Boaz reached over and showed me another photo. “This is the Jakarta Marriott, August 2003. For this bomb, the terrorists used sulfur, potassium chlorate, gasoline, and TNT. The resulting bomb was both smaller and more powerful than the Bali device. This mixture created a shock wave and again a horrible burning effect.”

He pointed to the next photo. “The Australian embassy in Kuningan, Jakarta, September 2004. This time we have sulfur, potassium chlorate, and TNT. The mixture created a tremendous shock wave followed by fire. Again, more powerful than the Bali bomb.”

Gil said, “This is Lavi, learning by experimentation.”

Boaz said, “Lavi isn’t just disseminating his knowledge. He’s refining it. He’s briefed on the composition of these bombs, he analyzes the results, and he proposes ‘improvements.’ Lavi is one of the linchpins of a worldwide terrorist knowledge base. He helps these monsters improve their tools and tactics all over the world. What is learned in Southeast Asia is passed on in Europe, in the United States, in the Middle East.”

“How long have you known about what he’s up to?”

“Not long enough,” Boaz said. “A chance observation of a meeting with an Azahari cutout, more focused attention after that. We want him removed as soon as possible. As you understand, though, and personally I consider it unfortunate, we need deniability.”

“Otherwise,” Gil said, “the list of volunteers for this job would be long.”

It was clear to me that Gil would be first in line.

“Knowledge,” I said, musing. “How can you stop it?
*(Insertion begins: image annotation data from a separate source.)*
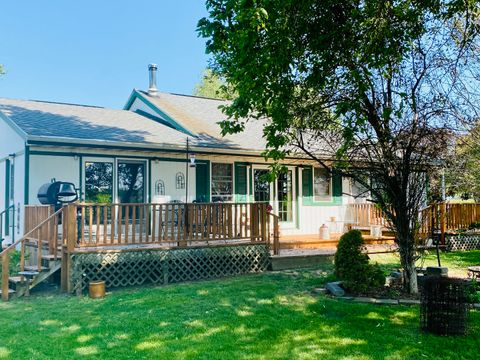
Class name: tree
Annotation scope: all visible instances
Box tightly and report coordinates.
[193,69,234,100]
[198,0,480,293]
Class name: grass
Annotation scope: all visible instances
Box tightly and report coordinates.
[0,255,480,360]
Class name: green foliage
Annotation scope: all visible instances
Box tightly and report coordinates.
[198,0,480,292]
[335,230,385,293]
[468,221,480,230]
[193,69,234,100]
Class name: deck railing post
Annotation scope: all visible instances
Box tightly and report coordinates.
[61,204,77,293]
[440,202,447,245]
[273,215,280,255]
[2,251,10,301]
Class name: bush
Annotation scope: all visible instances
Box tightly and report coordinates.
[335,230,385,292]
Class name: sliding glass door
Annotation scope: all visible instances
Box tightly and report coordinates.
[117,160,145,204]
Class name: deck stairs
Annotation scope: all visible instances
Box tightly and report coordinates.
[0,205,63,301]
[0,242,62,298]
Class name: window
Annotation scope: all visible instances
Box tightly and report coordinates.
[175,172,185,189]
[313,168,332,201]
[212,163,233,202]
[85,162,113,203]
[350,180,370,199]
[118,161,145,203]
[155,180,165,196]
[277,170,293,222]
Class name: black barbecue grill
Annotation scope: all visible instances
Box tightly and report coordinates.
[37,181,78,209]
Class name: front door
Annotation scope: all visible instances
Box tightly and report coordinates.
[253,169,272,203]
[253,168,295,226]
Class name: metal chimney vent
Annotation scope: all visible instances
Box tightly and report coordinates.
[148,64,158,95]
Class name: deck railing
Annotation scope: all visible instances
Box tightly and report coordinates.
[68,203,273,248]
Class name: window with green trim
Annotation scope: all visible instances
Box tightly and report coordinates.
[212,163,233,202]
[313,168,332,201]
[85,162,113,203]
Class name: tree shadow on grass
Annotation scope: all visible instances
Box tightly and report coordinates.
[0,270,480,359]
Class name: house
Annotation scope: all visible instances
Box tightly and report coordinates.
[0,66,363,248]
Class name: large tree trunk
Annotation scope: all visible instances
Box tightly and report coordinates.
[397,231,418,294]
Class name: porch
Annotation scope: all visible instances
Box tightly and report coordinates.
[1,203,393,300]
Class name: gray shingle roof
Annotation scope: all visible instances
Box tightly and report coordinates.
[0,98,190,145]
[139,91,266,151]
[0,92,265,152]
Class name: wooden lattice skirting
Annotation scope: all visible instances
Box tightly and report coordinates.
[71,244,270,293]
[446,235,480,251]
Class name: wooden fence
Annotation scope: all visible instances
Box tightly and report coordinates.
[420,202,480,244]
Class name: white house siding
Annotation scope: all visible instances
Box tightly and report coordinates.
[151,161,196,203]
[0,118,25,243]
[28,155,80,204]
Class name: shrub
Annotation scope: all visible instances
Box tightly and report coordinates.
[335,230,385,292]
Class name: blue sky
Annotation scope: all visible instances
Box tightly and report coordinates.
[0,0,207,108]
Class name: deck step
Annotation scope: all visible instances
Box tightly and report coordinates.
[24,266,49,271]
[42,254,62,261]
[0,289,15,296]
[8,276,25,284]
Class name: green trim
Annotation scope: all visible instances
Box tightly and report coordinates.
[23,145,30,205]
[295,166,300,229]
[5,159,10,236]
[147,159,152,203]
[123,89,195,136]
[195,161,211,202]
[302,166,343,206]
[0,112,28,140]
[134,109,175,129]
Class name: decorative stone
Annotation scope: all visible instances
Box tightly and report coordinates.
[427,266,448,276]
[376,299,398,305]
[398,299,420,305]
[325,281,345,297]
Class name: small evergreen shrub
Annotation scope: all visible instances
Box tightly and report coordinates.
[335,230,385,293]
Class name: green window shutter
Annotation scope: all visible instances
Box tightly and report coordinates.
[235,163,248,202]
[195,161,210,202]
[302,166,313,205]
[332,170,343,204]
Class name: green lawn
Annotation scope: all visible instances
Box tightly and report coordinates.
[0,252,480,360]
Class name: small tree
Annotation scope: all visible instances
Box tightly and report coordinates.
[335,230,385,292]
[199,0,480,293]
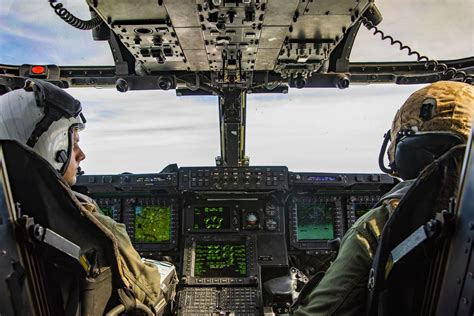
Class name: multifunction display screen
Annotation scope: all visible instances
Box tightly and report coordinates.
[296,202,336,241]
[134,204,171,243]
[193,206,231,230]
[99,204,120,219]
[194,241,248,278]
[352,202,373,219]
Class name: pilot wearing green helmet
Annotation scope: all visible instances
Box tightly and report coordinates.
[0,79,177,314]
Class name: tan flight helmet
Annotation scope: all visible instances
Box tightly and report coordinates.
[379,81,474,180]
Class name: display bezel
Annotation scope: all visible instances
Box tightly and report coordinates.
[183,235,258,285]
[124,196,178,254]
[296,200,337,242]
[183,201,240,233]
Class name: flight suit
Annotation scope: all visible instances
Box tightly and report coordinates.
[74,192,165,312]
[293,180,414,316]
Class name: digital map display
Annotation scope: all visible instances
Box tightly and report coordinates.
[194,241,248,278]
[193,206,231,230]
[352,202,372,219]
[134,205,171,243]
[296,203,335,241]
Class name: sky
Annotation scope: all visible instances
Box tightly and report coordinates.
[0,0,474,174]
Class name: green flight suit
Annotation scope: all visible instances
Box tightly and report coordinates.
[293,180,414,316]
[73,191,166,312]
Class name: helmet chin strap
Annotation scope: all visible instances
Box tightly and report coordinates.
[379,130,394,174]
[76,167,84,176]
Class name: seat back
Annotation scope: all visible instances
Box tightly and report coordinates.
[0,140,120,315]
[368,145,465,315]
[433,130,474,316]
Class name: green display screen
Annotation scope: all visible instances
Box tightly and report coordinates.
[296,203,335,241]
[352,202,372,219]
[194,242,248,278]
[193,206,231,230]
[134,205,171,243]
[100,205,120,218]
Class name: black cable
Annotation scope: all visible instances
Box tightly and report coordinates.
[361,17,474,84]
[49,1,104,30]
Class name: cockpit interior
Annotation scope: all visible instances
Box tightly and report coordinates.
[0,0,474,316]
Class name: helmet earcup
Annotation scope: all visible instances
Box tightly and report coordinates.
[391,132,465,180]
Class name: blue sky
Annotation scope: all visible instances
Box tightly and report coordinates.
[0,0,474,173]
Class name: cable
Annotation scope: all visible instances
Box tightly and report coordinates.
[361,17,474,84]
[49,0,104,30]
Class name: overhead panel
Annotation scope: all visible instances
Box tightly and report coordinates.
[164,0,209,71]
[88,0,372,81]
[263,0,299,26]
[304,0,362,15]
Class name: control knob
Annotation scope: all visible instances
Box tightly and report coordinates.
[265,218,278,231]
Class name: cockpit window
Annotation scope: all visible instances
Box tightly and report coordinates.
[0,0,474,173]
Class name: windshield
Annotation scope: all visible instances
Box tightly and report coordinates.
[0,0,474,174]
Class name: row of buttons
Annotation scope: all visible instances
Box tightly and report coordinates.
[196,278,245,284]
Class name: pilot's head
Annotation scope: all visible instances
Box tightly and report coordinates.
[379,81,474,180]
[0,80,85,185]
Isn’t the genie out of the bottle?”

“We do what we can,” Boaz said, without any trace of his characteristic good humor, and for a moment I wondered whether I had misjudged in thinking that between them Gil was the only killer. “We do our part.”
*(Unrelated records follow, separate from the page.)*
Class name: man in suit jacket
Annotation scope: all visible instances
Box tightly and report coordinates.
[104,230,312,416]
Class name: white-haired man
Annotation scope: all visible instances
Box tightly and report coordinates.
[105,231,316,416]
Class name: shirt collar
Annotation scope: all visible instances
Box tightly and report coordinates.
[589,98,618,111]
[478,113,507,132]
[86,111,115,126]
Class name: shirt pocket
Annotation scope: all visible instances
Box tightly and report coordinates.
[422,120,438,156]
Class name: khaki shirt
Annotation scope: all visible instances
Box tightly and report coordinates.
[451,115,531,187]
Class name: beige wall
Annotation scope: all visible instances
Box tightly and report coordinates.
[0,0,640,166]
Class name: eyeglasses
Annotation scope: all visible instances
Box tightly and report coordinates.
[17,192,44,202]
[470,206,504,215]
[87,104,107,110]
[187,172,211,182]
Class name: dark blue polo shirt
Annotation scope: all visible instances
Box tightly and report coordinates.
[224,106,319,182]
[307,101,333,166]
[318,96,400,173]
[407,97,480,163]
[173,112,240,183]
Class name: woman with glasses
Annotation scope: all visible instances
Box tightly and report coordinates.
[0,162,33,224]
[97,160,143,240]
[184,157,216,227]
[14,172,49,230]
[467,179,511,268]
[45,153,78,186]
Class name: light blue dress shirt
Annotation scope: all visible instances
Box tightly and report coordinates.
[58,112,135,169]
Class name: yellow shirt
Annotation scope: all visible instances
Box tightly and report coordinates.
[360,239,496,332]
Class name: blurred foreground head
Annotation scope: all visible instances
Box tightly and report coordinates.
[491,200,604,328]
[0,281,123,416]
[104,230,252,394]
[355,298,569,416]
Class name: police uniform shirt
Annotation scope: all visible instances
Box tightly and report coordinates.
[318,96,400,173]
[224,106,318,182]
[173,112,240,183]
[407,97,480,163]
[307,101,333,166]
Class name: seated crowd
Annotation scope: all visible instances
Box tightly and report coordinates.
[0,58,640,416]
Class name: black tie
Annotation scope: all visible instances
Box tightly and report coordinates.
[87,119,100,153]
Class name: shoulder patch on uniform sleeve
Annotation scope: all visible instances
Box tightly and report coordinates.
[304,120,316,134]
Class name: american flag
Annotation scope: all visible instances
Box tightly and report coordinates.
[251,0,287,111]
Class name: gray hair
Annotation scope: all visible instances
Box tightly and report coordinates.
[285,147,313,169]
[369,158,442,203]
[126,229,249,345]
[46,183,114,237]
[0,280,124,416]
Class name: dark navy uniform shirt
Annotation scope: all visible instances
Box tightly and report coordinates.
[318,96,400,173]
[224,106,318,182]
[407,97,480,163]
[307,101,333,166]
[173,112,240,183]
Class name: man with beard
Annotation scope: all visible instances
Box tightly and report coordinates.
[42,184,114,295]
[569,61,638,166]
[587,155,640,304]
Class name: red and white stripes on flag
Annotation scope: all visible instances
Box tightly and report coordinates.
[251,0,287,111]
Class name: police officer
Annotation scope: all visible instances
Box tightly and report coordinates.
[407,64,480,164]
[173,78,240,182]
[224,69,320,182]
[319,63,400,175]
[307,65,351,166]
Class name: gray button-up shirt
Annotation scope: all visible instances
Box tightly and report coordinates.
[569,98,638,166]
I went through the rest of the photos. Boaz gave each a place and date in a monotone: first World Trade Center attack, 1993; Buenos Aires Jewish Community Center, 1994; U.S. embassies in Kenya and Tanzania, 1998; USS Cole, 2000; others. Gil explained Manny’s behind-the-scenes involvement, and how his participation was increasing the lethality of the bombs and furthering knowledge of how to create them.
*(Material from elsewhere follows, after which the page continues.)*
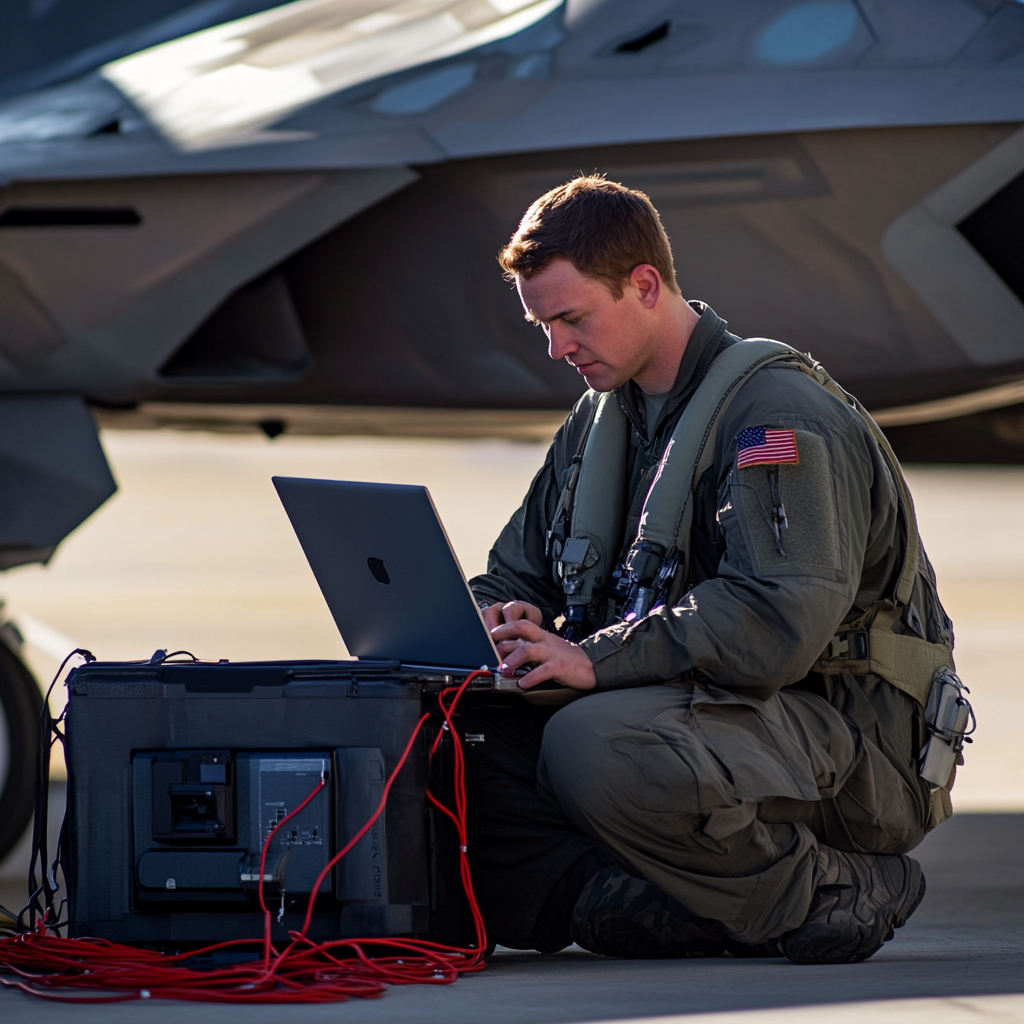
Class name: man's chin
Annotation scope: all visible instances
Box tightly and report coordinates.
[581,373,626,391]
“So you see,” Boaz said when I was finished and had handed the sheaf back to Gil, “to us, eradicating Lavi is like curing a fatal disease. We can’t bring back the people he has already murdered, but we can save the lives that will be lost if his life were to continue.”

“We think you can help us,” Gil said.

Boaz added, “And we think you can do it the right way.”

I got the point. The main thing was, they weren’t looking for something foolproof, only something deniable. If they had insisted on a heart attack, I would have taken it to mean that their fundamental concern was that no questions even be asked. I would then have assumed that Manny was an unusually connected target, and would have reevaluated accordingly. Instead, they seemed willing to have questions asked, as long as the answers didn’t lead back to them.

I found it interesting that they had approached me directly. They might have used someone else, and insulated themselves with cutouts. My guess was that, in their judgment, the extra insulation afforded by the cutouts would have been outweighed by the greater chance of discovery. If Manny were to die of a headshot from a high-powered rifle, somebody might feel compelled to look very hard for whoever was behind it. Sure, there would be some insulation then, but the method of the hit would make the insulation necessary. My methods, and my track record, were such that they must have been more confident of my ultimate success. Less insulation, less need for it. A trade-off. And regardless, Delilah had brought me in. She’d pitched the work to me, she’d brokered the meeting. It would have been pointless to try to run things under a false flag after that.

The flexibility we’d agreed on was helpful, but overall I was still operating in a relatively constrained universe of possibilities. The whole thing would have been simpler if I could have just learned Manny’s routine and then positioned Dox to blow his head off from a thousand yards away. But I didn’t mind the constraints, really, and I suppose I never have. After all, they’re part of what justifies my prices. And “natural” means no investigation, perhaps not even any questions. I can slip away afterward without pursuit. And make fewer enemies in the process.